I would like to approximate the following when $n \gg k$.
$\sum_{y = k + 1}^n \frac{\sum_{m = 0}^{k - 1} {y - 2 \choose m} (y - 1)}{\sum_{m = 0}^k {y - 1 \choose m}}.$
The formula can be re-written as
$\sum_{y = k + 1}^n \frac{(y - 1) + \sum_{m = 1}^{k - 1} {y - 1 \choose m + 1} (m + 1)}{\sum_{m = 0}^k {y - 1 \choose m}}.$
However since the partial sum of binomial coefficient does not closed form, I could not see any way to further simplify the formula. Any help is much appreciated. Thanks!

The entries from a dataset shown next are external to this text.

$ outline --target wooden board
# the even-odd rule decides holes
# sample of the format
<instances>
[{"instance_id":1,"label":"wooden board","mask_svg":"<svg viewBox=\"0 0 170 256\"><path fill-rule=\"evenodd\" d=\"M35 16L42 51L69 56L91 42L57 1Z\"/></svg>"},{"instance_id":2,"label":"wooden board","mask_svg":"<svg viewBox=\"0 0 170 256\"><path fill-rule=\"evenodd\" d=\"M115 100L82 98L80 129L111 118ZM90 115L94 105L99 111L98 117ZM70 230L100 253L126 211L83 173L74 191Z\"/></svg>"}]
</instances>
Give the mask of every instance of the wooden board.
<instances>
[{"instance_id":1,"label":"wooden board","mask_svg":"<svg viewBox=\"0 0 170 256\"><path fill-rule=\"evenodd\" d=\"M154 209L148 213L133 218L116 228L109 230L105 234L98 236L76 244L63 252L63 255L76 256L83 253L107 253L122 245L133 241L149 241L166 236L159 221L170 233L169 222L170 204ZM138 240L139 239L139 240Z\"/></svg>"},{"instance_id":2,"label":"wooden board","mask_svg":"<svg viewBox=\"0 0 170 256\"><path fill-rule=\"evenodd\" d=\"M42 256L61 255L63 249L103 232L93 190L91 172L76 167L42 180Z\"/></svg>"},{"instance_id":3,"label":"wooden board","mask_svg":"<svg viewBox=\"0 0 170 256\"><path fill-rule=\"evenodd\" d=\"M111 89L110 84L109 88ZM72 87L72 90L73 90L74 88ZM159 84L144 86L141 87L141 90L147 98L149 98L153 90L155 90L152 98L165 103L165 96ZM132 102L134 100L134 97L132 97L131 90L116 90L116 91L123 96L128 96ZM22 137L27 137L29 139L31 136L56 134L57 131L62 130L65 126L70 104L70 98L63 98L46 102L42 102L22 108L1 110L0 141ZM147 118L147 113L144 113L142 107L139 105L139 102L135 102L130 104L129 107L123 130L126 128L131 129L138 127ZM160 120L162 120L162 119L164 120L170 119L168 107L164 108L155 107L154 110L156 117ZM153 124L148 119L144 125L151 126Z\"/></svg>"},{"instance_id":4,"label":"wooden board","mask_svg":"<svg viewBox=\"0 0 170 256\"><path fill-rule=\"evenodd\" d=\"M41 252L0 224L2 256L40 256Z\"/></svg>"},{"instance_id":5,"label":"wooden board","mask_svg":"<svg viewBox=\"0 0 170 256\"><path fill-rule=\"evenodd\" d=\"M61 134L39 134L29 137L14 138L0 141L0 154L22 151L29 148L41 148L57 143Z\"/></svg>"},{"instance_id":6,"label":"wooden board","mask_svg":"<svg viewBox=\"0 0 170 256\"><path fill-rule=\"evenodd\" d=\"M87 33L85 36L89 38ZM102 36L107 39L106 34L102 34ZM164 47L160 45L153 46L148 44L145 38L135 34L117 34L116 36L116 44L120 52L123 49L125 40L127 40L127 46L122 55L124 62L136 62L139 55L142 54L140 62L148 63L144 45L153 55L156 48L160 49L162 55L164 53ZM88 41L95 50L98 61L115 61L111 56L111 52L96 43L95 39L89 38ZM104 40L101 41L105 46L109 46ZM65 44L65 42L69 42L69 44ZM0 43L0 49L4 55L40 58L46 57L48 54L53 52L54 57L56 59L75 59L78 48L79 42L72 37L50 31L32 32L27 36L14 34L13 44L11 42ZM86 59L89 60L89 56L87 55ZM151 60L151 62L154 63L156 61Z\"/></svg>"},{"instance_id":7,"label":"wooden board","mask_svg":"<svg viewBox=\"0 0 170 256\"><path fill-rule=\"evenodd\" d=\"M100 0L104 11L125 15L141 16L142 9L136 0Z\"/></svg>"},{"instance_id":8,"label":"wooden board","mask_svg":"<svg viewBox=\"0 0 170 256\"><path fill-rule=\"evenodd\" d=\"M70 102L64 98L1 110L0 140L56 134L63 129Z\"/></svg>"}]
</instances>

First, we can reindex using $j=y-1$ to simplify:
$$ \sum_{j=k}^{n-1}\frac{\sum_{m=0}^{k-1}\binom{j-1}mj}{\sum_{m=0}^k\binom jm}\;. $$
For $n\gg k$, most terms have $j\gg k\ge m$, so we can approximate the sums by their largest terms and $\binom jm$ by $j^m/m!$, yielding
\begin{align} \sum_{j=k}^{n-1}\frac{j(j-1)^{k-1}/(k-1)!}{j^k/k!} &= k\sum_{j=k}^{n-1}\left(1-\frac1j\right)^{k-1} \\ &\approx k\int_k^{n-1}\left(1-\frac{k-1}x\right)\mathrm dx \\ &\approx kn-k(k-1)\log n \;. \end{align}
This is of course just a rough estimate without any error analysis.